Signal transduction by phytochrome: phytochromes have a module related to the transmitter modules of bacterial sensor proteins

A C-terminal section of phytochromes turned out to share sequence homologies with the full length of the transmitter modules (about 250 amino acids) of bacterial sensor proteins. Coinciding hydrophobic clusters within the homologous domains imply that the overall folding of the two different types of peptides is similar. Hence, phytochromes appear to possess the structural prerequisites to transmit signals in a way bacterial sensor proteins do. The bacterial sensor proteins are known to be environmental stimuli-regulated kinases belonging to two-component systems. After sensing a stimulus by the N-terminal part of the sensor protein, conformational alterations confer the signal to its (mostly) C-terminal transmitter module which in turn is transitionally autophosphorylated at a conserved histidine. From the histidine the phosphate is transferred to the receiver module of a system-specific regulator protein which eventually acts on transcription or enzyme activity. The histidine is not conserved in phytochromes. Instead, a conserved tyrosine is found spatially very close to the histidine position. This tyrosine might play the role of histidine, and kinase function might be associated with this part of phytochrome. In spite of this divergence, the structural similarities point to a common evolutionary origin of the phytochrome and bacterial modules.
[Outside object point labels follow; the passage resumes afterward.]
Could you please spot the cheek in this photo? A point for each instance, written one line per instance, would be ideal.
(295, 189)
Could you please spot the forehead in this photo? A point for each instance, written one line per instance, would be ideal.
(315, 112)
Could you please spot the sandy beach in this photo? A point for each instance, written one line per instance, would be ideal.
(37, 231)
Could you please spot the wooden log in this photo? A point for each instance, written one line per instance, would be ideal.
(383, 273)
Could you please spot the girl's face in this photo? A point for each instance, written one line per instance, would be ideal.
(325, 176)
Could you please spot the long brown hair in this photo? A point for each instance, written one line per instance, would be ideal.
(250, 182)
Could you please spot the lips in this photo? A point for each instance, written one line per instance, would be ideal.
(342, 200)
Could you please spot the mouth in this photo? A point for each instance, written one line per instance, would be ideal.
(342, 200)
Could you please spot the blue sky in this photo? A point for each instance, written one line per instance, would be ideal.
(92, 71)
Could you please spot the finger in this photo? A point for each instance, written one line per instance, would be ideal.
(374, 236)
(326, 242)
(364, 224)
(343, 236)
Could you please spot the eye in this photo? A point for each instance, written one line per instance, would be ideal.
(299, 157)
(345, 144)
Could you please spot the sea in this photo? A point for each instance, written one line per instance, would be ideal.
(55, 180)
Phytochrome a overexpression inhibits hypocotyl elongation in transgenic Arabidopsis

To develop a model plant system for efficient functional analysis of mutagenized phytochrome polypeptides, we have overexpressed oat phytochrome A in Arabidopsis thaliana. R1 seedlings from selfed primary transformants segregated for hypocotyl length, when grown in the light, with a ratio of 3 short to 1 of normal length. When homozygous lines were established from these two size classes, accumulation of immunologically detectable oat phytochrome cosegregated with the short-hypocotyl trait. The short-hypocotyl seedlings contained substantially more spectrally active phytochrome than their normal-sized siblings, indicating that the introduced oat protein was photoreversible. The short-hypocotyl phenotype was strictly light-dependent, since no morphological effects of phytochrome overexpression could be seen in etiolated seedlings. Overexpression of only the chromophore-bearing, N-terminal domain of phytochrome A did not induce short hypocotyls in light-grown seedlings, indicating that additional sequence is essential for photoreceptor function. Similarly, overexpression of a full-length sequence mutated at the chromophore attachment site had no effect on phenotype, indicating the absence of any detectable dominant negative effect of the chromophoreless polypeptide on the activity of endogenous Arabidopsis phytochrome. Thus, the readily scorable short-hypocotyl phenotype of Arabidopsis seedlings overexpressing phytochrome A provides a simple visual assay for rapidly monitoring the biological activity of mutagenized phytochrome A polypeptides.